Thanks so much @Xiao_Huang_University_of_Arkansas for sharing this interesting paper!
I really enjoyed reading it and had a few questions. Please feel no urgency to respond!

  1. I understand that you had to exclude some CBGs due to insufficient data available. I’d guess that the CBGs you have to exclude tend to be smaller population and lower-income CBGs (I may be wrong). Is it possible that you are under-estimating some of these correlations because the data is missing from a non-random subset of lower-income or lower-population CBGs?
  2. In Fig 4 you noted that SF, Philly, and LA show bi-modal distributions and that this may be explained by “the differing strictness in mitigation measures due to their administrative-polycentric nature and heterogeneity”. Would it be interesting to compute a geospatial metric to capture the distance between a CBG and the administrative center of the MSA? Even a crude measure of physical distance or spread of an MSA might help explain some of the variance in delta-HDT responses. Did you explore anything like this, or did I misunderstand your interpretation?
  3. Figure 7 is fascinating. I previously did some analysis of median household income (med hhinc) and how it varied with pandemic mobility behavior. One thing I didn’t consider until I analyzed the data is, of course, there are unequal sample sizes across med hhinc segments (i.e., there are more CBGs with <100k hhinc than CBGs with >= 100k). In your study, I suspect that the estimates of delta-HDT for high hhinc CBGs have less certainty (due to smaller samples) than the estimates of lower hhinc segments. Could some of the strange behaviors reported in Figure 7 (non-linear jumps, trend reversals) be explained simply by increased uncertainty in the estimate as you get into higher household income levels? Another way to ask this is: what would Figure 7 look like if you included “confidence intervals” or some measure of uncertainty of the delta-HDT for each income level? Is this a relevant concern for Figure 7, or am I missing some of the nuance? Thanks so much for the interesting work!

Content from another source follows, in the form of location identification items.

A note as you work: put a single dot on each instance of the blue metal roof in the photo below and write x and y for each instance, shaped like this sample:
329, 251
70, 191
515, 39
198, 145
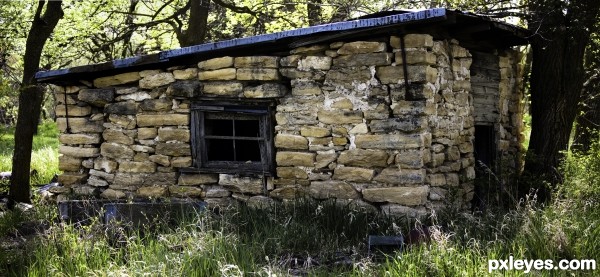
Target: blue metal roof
276, 41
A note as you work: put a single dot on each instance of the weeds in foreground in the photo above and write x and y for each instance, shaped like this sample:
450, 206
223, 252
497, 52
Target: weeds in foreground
318, 238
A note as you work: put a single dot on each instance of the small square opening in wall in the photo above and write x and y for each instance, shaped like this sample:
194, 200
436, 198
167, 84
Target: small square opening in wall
233, 137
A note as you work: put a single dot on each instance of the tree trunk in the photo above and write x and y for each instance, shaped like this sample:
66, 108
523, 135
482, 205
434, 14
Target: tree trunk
558, 45
314, 12
30, 98
588, 121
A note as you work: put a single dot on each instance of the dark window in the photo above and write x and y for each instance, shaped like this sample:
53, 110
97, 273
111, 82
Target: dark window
232, 137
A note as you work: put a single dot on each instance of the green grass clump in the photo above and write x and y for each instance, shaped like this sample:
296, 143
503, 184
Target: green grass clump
308, 237
44, 157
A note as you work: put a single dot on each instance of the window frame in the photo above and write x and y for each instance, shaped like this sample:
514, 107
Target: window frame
233, 108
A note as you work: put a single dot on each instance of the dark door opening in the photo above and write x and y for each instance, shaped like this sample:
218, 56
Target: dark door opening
485, 159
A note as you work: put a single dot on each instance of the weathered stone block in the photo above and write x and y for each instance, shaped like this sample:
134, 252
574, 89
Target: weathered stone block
185, 74
310, 50
121, 108
363, 158
412, 41
116, 151
416, 91
293, 73
79, 125
101, 174
420, 56
291, 173
137, 167
342, 104
123, 121
413, 108
344, 77
286, 141
173, 149
305, 88
96, 97
436, 180
394, 175
257, 61
157, 105
223, 88
241, 184
184, 89
216, 63
178, 162
452, 153
184, 192
160, 159
118, 79
404, 124
118, 136
79, 138
257, 74
145, 120
96, 182
332, 189
85, 190
78, 152
403, 211
197, 179
411, 158
147, 133
294, 159
223, 74
142, 148
70, 178
391, 141
314, 63
452, 179
416, 73
337, 141
105, 164
369, 59
290, 61
437, 194
340, 117
216, 191
359, 129
153, 192
288, 192
325, 158
260, 202
358, 47
71, 99
169, 134
409, 196
268, 90
313, 131
353, 174
157, 80
113, 194
73, 110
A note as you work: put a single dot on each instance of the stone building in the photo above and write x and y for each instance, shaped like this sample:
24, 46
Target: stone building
388, 112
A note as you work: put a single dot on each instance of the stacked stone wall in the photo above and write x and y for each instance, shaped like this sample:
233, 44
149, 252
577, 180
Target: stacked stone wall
346, 127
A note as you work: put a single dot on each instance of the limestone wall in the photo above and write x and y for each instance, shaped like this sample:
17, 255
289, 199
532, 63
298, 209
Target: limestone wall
346, 127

I encountered jumps when plotting “median time outside the home” over time in areas where most (>50%) of the population sheltered in place. When most of the population shelters in place, the median time is close to 0. When people started going out again, I suspect the median time can shoot up abruptly when the fraction that shelter in place drop below 50%, which might not happen with means. But mean times were not available in earlier social distancing data.